Figure 4: The universal applications of critical minerals



Source: Infographic from National Energy Technology Laboratory (NETL) / US Department of Energy https://netl.doe.gov/ with minor amendments from Ausbil as at 9 April 2026.
 
AI and the boom in technology-driven productivity and investment
The boom in AI and its potential to revolutionise the productivity of every industry is another key structural growth driver. One of the areas for AI investment is in the capacity to store and process data. Looking at US hyperscalers, the current committed capex for 2026 alone is around US$1.9 trillion when you combine 2025-2027 estimates, nearly the entire market cap of the ASX 200 (Figure 5). However, this capex spending is more than covered by the US$2.2 trillion in operating cashflows that US hyperscalers are projected to generate in the same period, highlighting the coverage these companies have for their AI investment spending.

Figure 5: AI is driving a major capex boom well supported by future cashflows


Source: Morgan Stanley equity analysts see hyperscaler capex approaching $740 billion in 2026 and $910 billion in 2027, as at Feb 2026.

This investment in AI may provide a major structural tailwind in universal productivity for companies and sets a base for significant future resources demand in the form of energy, copper and critical minerals for the generation, transmission and storage needed by AI infrastructure.
Where are we seeing opportunity?
Despite significant tariff noise from market bears in 2025 and with the oil shock of 2026, global growth remains steady rather than derailed. Calendar year 2026 is expected see global economic growth of around 3.3%, broadly unchanged from 2025, though our earlier expectation of synchro-nised acceleration have only been delayed to 2027.

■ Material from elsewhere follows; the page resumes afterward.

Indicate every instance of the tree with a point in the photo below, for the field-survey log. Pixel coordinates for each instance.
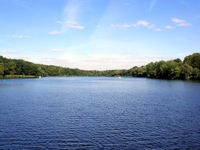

Given that we expect a positive growth backdrop for 2026 and 2027, and with interest rates at manageable levels and unemployment at secular lows, companies are looking into two years of positive earnings growth. Consensus expects FY26 EPSg of +13.7%, with Ausbil more positive again with an EPSg expectation of +15.2% for FY26, and +13.4% for FY27 (both for the S&P/ASX 200), largely on a better outlook for resources than the market as valuations are attractive and earnings growth is underappreciated (Figure 6).

Figure 6: Resources valuations attractive and earnings growth underappreciated


Source: FactSet, Ausbil, April, May and June of 2026 are projections by Ausbil as at 20 April 2026.

Underpinning our outlook for earnings are major secular growth themes, including the ongoing strength of key metals (iron ore and copper) and critical minerals (particularly copper, lithium and rare earths), Australia’s leading technology companies monetising AI, and domestic productivity and inflation challenges favouring global earnings streams over local. With the volatility and uncertainty in markets, an active approach to equities makes sense, particularly in seeking earnings and earnings growth, and avoiding surprises.